STF divulga nomes de quatro servidores suspeitos de vazamento de dados sigilosos de ministros e familiares; veja quem são
O Supremo Tribunal Federal (STF) tornou público, nesta terça-feira (17), os nomes dos quatro servidores públicos alvos de operação da Polícia Federal (PF) por suspeita de acessos irregulares e vazamento de informações fiscais protegidas. Os investigados são funcionários da Receita Federal ou cedidos por outros órgãos (como Serpro e INSS), e atuam em delegacias nos estados onde os mandados foram cumpridos: São Paulo, Rio de Janeiro e Bahia.
A divulgação foi feita em nota oficial do gabinete do ministro Alexandre de Moraes, relator do Inquérito 4.781 (das supostas fake news), que agora abrange a apuração de vazamentos para gerar “suspeitas artificiais, de difícil dissipação”. A operação cumpre determinação de Moraes a pedido da Procuradoria-Geral da República (PGR).

Os nomes divulgados pelo STF são:
- Luiz Antônio Martins Nunes: técnico do Serpro, lotado na Delegacia da Receita Federal no Rio de Janeiro (RJ), servidor desde 1981. Suspeita principal: acesso indevido ao sigilo fiscal da advogada Viviane Barci de Moraes, esposa do ministro Alexandre de Moraes.

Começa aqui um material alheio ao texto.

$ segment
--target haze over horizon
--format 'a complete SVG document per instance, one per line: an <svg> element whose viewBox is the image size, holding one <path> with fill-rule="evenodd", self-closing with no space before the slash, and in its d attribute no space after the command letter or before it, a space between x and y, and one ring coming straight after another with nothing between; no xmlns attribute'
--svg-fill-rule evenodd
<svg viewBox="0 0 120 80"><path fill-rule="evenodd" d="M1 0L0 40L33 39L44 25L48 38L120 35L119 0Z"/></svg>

- Luciano Pery Santos Nascimento: técnico do Seguro Social (INSS), lotado na Delegacia da Receita em Salvador (BA), servidor desde 1983.
- Ruth Machado dos Santos: técnica do Seguro Social, lotada em Santos (SP), servidora desde 1994.
- Ricardo Mansano de Moraes: auditor-fiscal da Receita Federal, lotado na Delegacia em São José do Rio Preto (SP), servidor desde 1995.
A PF cumpriu quatro mandados de busca e apreensão nesta terça-feira. Moraes determinou medidas cautelares rigorosas contra os alvos:
- Monitoramento por tornozeleira eletrônica com recolhimento domiciliar noturno e fins de semana (instalação em 24 horas pela PF),
- Afastamento imediato das funções públicas, proibição de ingresso nas dependências da Receita e Serpro,
- Bloqueio de acesso a sistemas e bases de dados, proibição de saída do país,
- Cancelamento e entrega de todos os passaportes (inclusive estrangeiros) em 24 horas,
- Impedimento migratório e proibição de obtenção de novo passaporte.
A investigação surgiu após auditoria solicitada por Moraes em janeiro de 2026 à Receita Federal, que identificou “diversos e múltiplos acessos ilícitos” sem justificativa funcional nos sistemas do órgão.
O rastreamento abrangeu dados fiscais dos dez ministros atuais do STF, do Procurador-Geral da República Paulo Gonet e de cerca de 100 familiares (cônjuges, filhos, irmãos e ascendentes). Relatórios parciais confirmaram quebras indevidas, incluindo a declaração de Imposto de Renda do filho de outro ministro (não identificado).
A Receita reforça que seus sistemas são “totalmente rastreáveis” e que desvios são puníveis criminalmente. Desde 2023, o órgão concluiu sete processos disciplinares por irregularidades semelhantes, resultando em sanções e três demissões.
A apuração busca esclarecer se os acessos foram motivados por venda de dados a terceiros ou outras finalidades (política, financeira ou midiática). Os investigados prestarão depoimento à PF nos próximos dias.